On the Index

Recently I had a chance to review the professional index that Walker/Bloomsbury commissioned for my new book about Copernicus. The index arrived by e-mail on a Thursday afternoon, with instructions to look it over and return it with any suggestions for additions or subtractions by Monday morning.

Friends and family members were surprised to hear how I was spending the weekend.

“I thought it was done electronically,” one said. I wonder how many people think that? I mean, think about it. What would an electronically produced index look like, assuming a computer program could create such a thing? I’m picturing the name Copernicus followed by a long string of page numbers. And now I’m picturing a reader with a specific question in mind being thrown off the scent in frustration.

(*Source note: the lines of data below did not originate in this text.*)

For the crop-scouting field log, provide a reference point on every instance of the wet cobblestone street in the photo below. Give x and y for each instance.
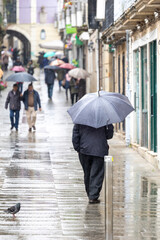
(42, 172)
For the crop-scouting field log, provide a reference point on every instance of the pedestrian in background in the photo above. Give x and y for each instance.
(49, 80)
(5, 62)
(19, 63)
(60, 77)
(31, 101)
(30, 67)
(81, 88)
(74, 90)
(14, 101)
(92, 146)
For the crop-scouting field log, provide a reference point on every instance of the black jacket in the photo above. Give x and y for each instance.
(92, 141)
(13, 100)
(81, 88)
(49, 76)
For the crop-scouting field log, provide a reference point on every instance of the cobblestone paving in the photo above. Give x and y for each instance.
(41, 170)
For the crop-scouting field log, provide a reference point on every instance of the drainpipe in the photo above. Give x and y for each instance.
(128, 93)
(98, 62)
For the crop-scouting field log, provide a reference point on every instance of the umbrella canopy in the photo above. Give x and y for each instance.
(78, 73)
(57, 62)
(59, 54)
(18, 69)
(49, 54)
(54, 68)
(67, 66)
(20, 77)
(100, 109)
(55, 45)
(1, 73)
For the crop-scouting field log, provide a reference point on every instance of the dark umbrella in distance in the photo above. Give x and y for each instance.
(54, 68)
(21, 77)
(100, 109)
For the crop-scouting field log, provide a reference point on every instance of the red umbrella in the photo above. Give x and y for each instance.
(18, 69)
(67, 66)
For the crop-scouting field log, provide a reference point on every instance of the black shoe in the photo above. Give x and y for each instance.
(94, 201)
(34, 128)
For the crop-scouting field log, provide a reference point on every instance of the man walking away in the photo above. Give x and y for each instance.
(74, 90)
(31, 101)
(13, 99)
(92, 146)
(49, 80)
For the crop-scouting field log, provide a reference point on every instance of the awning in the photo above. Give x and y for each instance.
(55, 45)
(84, 36)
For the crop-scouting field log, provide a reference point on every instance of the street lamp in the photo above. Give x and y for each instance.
(73, 16)
(100, 17)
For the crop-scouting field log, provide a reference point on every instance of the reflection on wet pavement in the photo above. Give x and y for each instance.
(136, 195)
(41, 170)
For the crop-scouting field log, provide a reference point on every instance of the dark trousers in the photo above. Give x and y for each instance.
(74, 98)
(93, 168)
(20, 87)
(50, 90)
(14, 117)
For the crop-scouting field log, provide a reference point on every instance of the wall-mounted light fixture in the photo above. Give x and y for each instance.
(90, 46)
(63, 20)
(43, 34)
(146, 20)
(156, 14)
(138, 27)
(73, 16)
(79, 15)
(68, 18)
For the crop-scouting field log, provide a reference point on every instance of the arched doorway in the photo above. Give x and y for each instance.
(26, 44)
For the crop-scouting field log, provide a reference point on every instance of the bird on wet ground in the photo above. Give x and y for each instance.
(14, 209)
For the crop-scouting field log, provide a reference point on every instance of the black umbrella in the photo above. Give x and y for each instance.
(54, 68)
(100, 109)
(21, 77)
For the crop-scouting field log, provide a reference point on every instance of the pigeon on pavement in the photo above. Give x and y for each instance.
(14, 209)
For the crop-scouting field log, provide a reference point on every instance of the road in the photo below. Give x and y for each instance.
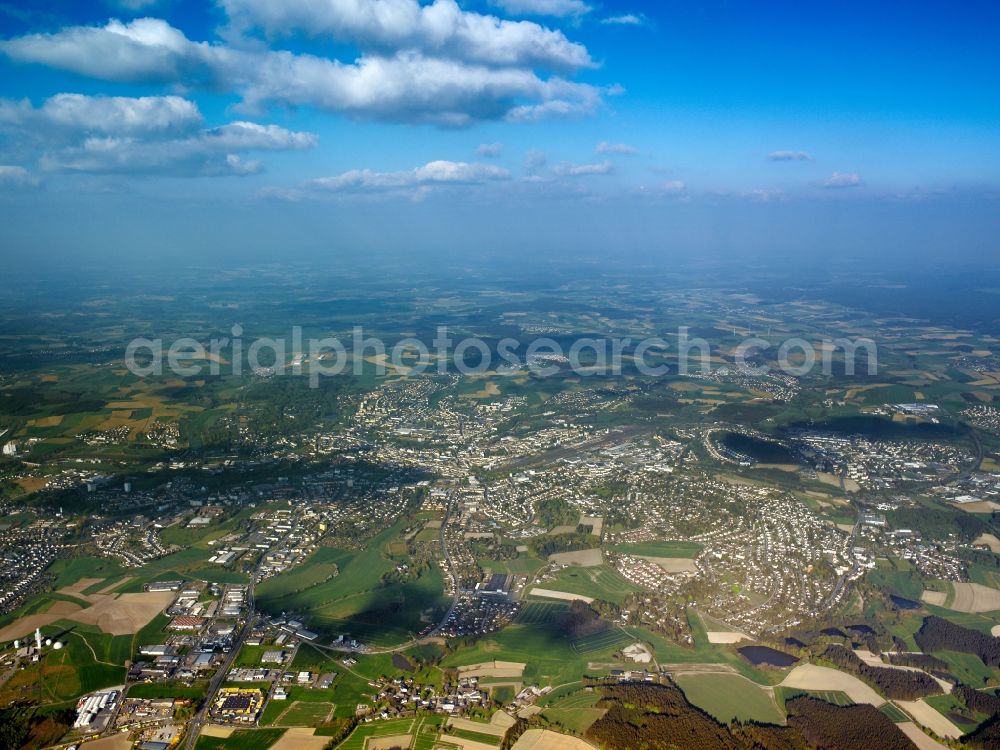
(432, 636)
(195, 725)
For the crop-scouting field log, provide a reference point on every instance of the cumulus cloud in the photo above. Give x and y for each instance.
(433, 174)
(789, 156)
(490, 150)
(842, 180)
(441, 28)
(554, 8)
(407, 86)
(625, 19)
(14, 177)
(212, 152)
(568, 169)
(135, 4)
(620, 149)
(139, 135)
(77, 113)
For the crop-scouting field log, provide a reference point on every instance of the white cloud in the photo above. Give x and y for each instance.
(842, 180)
(789, 156)
(766, 195)
(440, 28)
(621, 149)
(77, 113)
(567, 169)
(626, 19)
(147, 49)
(555, 8)
(13, 177)
(216, 151)
(407, 86)
(135, 4)
(490, 150)
(433, 174)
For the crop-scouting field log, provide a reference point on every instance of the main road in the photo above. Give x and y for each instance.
(199, 720)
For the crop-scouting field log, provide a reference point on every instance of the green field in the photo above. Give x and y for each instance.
(358, 738)
(661, 549)
(575, 712)
(598, 582)
(355, 601)
(836, 697)
(241, 739)
(893, 713)
(486, 739)
(729, 696)
(304, 714)
(601, 642)
(534, 612)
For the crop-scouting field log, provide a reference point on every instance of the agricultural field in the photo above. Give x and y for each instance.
(348, 596)
(402, 732)
(730, 697)
(660, 549)
(600, 582)
(575, 712)
(241, 739)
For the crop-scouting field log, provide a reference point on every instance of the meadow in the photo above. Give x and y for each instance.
(730, 696)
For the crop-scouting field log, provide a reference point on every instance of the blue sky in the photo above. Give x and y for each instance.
(338, 126)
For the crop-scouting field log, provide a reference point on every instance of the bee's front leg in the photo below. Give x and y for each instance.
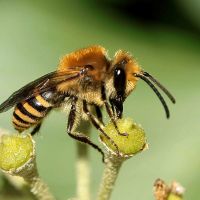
(97, 124)
(72, 125)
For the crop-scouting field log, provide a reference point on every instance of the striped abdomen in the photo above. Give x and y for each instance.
(31, 112)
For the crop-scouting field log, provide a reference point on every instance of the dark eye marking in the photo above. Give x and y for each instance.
(119, 81)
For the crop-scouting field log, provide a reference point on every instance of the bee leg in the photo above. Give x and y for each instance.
(97, 125)
(99, 114)
(109, 110)
(36, 129)
(78, 136)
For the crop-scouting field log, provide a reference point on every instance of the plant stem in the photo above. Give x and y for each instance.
(110, 174)
(83, 167)
(38, 187)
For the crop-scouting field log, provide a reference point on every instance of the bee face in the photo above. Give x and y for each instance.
(124, 67)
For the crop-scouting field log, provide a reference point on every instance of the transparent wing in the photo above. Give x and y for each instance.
(42, 84)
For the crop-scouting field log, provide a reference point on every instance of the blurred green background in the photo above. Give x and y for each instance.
(164, 36)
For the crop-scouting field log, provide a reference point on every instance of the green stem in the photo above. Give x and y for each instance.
(83, 167)
(110, 174)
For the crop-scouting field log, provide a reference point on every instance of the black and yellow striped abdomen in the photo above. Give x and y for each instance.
(31, 112)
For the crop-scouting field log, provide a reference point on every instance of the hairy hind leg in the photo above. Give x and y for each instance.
(36, 128)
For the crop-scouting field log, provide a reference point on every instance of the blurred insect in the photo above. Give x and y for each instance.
(85, 81)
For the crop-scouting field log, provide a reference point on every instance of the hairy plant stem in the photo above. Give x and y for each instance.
(110, 174)
(39, 189)
(83, 167)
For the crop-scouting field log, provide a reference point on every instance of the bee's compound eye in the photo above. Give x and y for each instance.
(119, 79)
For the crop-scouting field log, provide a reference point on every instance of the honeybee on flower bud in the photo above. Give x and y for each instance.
(86, 80)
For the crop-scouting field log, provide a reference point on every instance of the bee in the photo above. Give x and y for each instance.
(85, 80)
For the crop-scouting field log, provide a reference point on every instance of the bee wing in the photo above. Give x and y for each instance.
(42, 84)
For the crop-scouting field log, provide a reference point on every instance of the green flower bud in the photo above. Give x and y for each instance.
(15, 151)
(129, 145)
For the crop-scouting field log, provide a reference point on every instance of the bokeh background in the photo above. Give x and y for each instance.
(164, 36)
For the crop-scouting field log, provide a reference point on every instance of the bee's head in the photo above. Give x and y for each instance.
(126, 73)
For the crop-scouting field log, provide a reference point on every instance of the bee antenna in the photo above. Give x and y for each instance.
(144, 78)
(160, 86)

“I’ve always wondered who’s responsible for it,” my neighbor mused, “and how it’s put together, since there are so many different ways to look up things.”

Exactly.

Whenever I evaluate a work of nonfiction I look at the index to see how detailed it is. Indices speak to me.

Imagine my delight, then, at opening the document to find the entry for “Copernicus, Nicolaus” divided into more than thirty sub-categories, such as “birthplace of” and “death of,” plus a note to “See also On the Revolutions of the Heavenly Spheres.” There was even a cross-reference for: “Koppernigk, Niklas. See Copernicus, Nicolaus.”

Indexing struck some of my family members as “the most tedious job” they could conceive. I countered that an indexer doesn’t merely compile a list of topics, but rises to an understanding of a book that must rival the author’s own. I didn’t think I could categorize the material nearly as well. Given a template, however, I tampered with it.

The draft index ran to 19 pages, double-spaced. My additions stretched it to 21, with at least one major judgment call for each letter of the alphabet. Starting with “A” for “astronomy,” I feared the indexer and I had already come to a philosophical divide. How could she offer only a handful of page references for this subject, when it pervaded the entire text? I was tempted to delete “astronomy,” until I noticed she’d allotted separate listings to “astrology,” “astronomical instruments,” “astronomical tables,” as well as a “Copernicus” sub-head labeled “observation of the sky by,” and I softened.

The first index entry under “I” naturally went to the Index—the Index of Prohibited Books, that is, where On the Revolutions held a place for two hundred years. That Index did not exist when Copernicus wrote his masterpiece, which he dedicated to the reigning religious authority of his time, “Paul III (pope), 179, 180, 181, 192, 216-17.”